Well, I think, first of all, if you look at electronics, there are families of components and the capacitor components are essentially dependent upon dielectric materials. My whole life’s work has been associated with dielectric materials. High permittivity dielectrics are essentially vital for most modern electronics; and so I’m not disappointed that I have been involved with that area. A more specialized area which I think is interesting both from the point of perspective of defense but also from the perspective of human health is the transducer area. The ultrasonic transducers which are used in medical ultrasound have benefited very much from the work which we have done, particularly on the front end transducers, and on the composites, which is the work between Newnham and myself.

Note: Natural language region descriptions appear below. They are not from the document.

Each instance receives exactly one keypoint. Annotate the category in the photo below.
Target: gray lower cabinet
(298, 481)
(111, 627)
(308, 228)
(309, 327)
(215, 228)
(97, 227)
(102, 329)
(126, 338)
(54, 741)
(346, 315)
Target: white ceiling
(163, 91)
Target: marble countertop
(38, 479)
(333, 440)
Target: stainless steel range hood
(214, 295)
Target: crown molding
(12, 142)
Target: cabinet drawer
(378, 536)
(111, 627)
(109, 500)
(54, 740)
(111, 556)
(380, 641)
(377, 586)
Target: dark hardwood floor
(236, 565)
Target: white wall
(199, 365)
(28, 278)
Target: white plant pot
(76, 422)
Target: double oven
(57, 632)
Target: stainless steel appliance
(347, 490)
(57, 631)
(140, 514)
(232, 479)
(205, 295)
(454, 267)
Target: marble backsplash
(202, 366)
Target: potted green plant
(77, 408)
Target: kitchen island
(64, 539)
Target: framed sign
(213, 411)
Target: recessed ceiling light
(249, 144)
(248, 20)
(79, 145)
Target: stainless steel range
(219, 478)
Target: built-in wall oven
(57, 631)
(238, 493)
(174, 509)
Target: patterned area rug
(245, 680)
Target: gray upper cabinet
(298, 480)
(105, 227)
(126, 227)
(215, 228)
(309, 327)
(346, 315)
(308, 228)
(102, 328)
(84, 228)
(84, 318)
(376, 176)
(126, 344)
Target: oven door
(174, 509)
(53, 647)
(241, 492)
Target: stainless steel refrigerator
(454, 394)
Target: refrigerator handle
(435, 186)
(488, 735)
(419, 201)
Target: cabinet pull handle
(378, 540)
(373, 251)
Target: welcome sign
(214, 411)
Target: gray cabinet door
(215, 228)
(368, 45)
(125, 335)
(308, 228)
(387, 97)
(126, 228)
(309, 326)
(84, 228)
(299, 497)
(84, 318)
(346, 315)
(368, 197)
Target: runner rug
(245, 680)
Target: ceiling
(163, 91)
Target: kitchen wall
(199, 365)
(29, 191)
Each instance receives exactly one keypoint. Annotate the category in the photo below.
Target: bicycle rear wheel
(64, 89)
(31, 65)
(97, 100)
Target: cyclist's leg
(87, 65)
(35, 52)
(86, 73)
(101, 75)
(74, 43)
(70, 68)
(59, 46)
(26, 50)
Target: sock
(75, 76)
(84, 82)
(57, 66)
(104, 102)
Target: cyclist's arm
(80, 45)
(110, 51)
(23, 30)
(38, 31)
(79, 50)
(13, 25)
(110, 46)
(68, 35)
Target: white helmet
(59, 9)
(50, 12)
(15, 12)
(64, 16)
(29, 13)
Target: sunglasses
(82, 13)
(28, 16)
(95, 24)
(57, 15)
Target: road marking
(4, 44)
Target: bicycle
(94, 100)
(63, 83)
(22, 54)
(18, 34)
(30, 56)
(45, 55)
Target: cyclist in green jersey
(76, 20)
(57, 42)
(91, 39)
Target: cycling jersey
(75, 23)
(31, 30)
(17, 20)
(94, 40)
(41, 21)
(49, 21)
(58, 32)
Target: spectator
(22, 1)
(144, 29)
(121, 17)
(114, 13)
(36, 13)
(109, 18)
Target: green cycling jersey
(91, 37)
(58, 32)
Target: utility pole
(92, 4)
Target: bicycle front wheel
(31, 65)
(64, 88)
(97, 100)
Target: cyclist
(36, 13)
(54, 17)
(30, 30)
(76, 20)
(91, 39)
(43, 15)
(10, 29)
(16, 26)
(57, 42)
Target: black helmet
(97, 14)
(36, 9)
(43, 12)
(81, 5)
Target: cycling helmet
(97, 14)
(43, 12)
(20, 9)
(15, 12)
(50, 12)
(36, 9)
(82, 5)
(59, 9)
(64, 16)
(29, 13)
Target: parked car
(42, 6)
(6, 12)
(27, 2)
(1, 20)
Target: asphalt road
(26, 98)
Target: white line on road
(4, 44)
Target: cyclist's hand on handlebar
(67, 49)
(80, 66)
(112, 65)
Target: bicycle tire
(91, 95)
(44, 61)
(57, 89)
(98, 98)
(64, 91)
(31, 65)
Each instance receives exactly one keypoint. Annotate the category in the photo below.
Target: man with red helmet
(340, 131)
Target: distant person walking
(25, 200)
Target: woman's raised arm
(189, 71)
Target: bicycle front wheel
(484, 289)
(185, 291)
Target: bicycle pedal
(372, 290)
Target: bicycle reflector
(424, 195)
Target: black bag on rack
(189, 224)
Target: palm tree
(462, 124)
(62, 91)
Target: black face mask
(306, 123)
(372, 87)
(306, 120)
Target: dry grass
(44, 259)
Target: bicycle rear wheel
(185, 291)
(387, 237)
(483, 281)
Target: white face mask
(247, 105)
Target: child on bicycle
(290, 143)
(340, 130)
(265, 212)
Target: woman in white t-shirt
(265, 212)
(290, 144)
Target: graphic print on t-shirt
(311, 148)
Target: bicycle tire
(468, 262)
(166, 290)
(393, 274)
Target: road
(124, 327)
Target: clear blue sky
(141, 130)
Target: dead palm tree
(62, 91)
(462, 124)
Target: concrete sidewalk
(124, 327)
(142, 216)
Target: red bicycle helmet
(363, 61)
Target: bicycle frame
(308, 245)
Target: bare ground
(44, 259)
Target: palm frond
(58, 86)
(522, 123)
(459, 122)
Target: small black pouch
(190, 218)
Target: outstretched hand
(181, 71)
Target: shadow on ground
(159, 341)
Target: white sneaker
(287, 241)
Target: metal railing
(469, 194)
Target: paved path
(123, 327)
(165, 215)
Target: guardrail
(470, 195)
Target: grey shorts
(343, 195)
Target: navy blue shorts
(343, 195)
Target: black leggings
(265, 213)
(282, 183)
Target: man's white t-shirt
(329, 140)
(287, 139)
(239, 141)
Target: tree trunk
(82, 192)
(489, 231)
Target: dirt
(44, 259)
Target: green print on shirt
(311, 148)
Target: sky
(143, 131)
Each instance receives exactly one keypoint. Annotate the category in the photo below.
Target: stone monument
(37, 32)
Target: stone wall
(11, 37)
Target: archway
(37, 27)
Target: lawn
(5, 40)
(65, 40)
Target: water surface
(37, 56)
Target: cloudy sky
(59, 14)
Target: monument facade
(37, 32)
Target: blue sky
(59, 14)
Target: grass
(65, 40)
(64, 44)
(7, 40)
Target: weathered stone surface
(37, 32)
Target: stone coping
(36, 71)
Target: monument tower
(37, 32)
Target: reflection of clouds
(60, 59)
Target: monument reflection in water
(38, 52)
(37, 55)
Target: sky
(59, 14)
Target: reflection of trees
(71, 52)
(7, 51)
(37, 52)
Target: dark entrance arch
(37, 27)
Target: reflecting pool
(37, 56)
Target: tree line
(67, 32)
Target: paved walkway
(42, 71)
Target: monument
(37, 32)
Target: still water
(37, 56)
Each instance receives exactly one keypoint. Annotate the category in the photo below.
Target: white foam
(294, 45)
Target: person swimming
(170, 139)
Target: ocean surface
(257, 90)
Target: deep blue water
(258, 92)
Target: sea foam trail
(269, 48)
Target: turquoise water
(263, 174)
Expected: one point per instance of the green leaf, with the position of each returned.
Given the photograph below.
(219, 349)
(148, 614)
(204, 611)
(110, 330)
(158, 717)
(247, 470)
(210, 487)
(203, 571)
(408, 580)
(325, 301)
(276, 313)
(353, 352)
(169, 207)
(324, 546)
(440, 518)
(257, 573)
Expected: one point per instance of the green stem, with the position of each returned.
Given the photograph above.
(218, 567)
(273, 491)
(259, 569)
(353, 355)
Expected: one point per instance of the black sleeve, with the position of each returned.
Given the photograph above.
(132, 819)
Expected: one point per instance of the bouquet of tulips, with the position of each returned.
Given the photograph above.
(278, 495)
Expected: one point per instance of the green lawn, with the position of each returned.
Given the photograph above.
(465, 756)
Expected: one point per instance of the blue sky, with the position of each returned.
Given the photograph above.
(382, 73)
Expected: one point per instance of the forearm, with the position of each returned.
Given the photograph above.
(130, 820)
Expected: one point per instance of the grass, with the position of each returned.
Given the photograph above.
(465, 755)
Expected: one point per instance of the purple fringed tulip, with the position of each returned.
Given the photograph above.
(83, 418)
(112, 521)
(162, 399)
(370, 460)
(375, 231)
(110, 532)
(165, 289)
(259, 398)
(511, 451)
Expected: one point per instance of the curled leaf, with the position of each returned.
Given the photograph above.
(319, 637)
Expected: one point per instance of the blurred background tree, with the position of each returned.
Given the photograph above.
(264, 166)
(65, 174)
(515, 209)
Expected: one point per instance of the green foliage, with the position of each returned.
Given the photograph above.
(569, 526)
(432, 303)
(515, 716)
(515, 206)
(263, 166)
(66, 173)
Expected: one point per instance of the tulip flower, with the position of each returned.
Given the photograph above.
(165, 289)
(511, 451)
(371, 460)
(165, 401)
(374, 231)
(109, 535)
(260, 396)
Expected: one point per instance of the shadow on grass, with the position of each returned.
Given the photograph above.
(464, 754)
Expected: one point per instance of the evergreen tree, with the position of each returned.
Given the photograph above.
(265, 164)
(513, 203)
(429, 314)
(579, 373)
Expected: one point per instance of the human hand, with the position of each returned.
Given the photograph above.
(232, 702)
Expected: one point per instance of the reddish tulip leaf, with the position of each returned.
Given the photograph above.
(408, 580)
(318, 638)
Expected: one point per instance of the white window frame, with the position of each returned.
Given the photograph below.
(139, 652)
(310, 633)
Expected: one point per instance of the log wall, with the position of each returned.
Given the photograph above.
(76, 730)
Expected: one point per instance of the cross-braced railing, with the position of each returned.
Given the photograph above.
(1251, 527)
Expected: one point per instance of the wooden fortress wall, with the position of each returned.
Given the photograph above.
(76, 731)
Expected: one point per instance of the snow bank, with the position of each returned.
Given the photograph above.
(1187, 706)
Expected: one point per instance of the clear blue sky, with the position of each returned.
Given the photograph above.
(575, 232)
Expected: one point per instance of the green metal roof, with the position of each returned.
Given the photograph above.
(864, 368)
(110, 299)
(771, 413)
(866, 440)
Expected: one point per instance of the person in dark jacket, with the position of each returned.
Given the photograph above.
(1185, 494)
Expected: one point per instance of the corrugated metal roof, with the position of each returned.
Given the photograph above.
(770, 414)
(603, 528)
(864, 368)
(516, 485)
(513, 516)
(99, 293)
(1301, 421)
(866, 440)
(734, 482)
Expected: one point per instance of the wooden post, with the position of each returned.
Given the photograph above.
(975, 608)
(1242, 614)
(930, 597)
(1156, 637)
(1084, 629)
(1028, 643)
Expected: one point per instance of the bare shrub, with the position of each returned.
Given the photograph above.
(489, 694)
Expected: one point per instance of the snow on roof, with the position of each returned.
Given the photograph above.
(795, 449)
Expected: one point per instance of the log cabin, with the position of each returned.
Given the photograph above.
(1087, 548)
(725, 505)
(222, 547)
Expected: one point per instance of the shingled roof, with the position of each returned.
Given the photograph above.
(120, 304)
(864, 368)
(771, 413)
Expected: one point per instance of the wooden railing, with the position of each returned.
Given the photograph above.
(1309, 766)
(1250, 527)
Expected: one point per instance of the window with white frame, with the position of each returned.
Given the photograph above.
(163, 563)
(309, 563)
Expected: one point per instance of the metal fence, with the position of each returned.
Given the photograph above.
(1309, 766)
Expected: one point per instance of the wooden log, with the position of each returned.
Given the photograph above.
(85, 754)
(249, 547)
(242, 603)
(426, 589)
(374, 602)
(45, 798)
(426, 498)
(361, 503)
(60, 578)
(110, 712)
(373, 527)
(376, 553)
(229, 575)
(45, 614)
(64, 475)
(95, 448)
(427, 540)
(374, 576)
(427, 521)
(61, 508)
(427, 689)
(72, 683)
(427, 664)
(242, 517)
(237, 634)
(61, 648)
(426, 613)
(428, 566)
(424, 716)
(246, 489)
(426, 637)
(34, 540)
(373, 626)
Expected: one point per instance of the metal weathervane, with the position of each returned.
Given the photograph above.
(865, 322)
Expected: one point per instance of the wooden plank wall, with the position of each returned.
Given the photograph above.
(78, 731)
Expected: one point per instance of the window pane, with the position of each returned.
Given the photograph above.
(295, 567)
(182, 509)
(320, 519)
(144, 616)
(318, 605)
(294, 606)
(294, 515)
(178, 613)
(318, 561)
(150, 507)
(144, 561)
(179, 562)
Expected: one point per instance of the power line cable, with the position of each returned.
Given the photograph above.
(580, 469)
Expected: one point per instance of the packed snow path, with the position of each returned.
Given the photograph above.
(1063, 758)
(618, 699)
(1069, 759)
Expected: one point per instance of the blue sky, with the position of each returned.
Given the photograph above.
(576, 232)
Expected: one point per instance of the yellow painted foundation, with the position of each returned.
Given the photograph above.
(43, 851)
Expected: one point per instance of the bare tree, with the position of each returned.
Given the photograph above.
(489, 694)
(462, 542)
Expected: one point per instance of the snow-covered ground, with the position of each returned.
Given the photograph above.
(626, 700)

And I’m delighted that has moved forward and that is still evolving because people are now making specialized transducers for special functions, like transducers that can go inside the person; transducers particularly for use looking at eye structures and these sorts of things where you want to get very sharp distance registration, which means very high frequency transducers over short distances, because the human body is a strong absorber of sound. So you can’t go too far, but if you can bring the transducer close to the area, you can, in fact, then see considerable detail. And then these are interesting,

I think also another area which I haven’t had a lot of time to deal with is the optical properties, optical frequency conversion, second harmonic generation; these sorts of areas of optics. And optoelectronics are now moving and the materials that I’m interested in also have roles to play because they have controllable birefringence. They have controllable optical properties. They have controllable spatial features. So that these you can use for a wide range of other applications. I think that the materials families I’m most interested in still are the frontier for many useful technologies.

Vardalas:

Well, on that note, on behalf of the Ultrasonics, Ferroelectrics, and Frequency Control Society and IEEE History Center, which I represent, we want to thank you for this wonderful oral history.

Cross:

[laughter] I hope it’s been useful to you.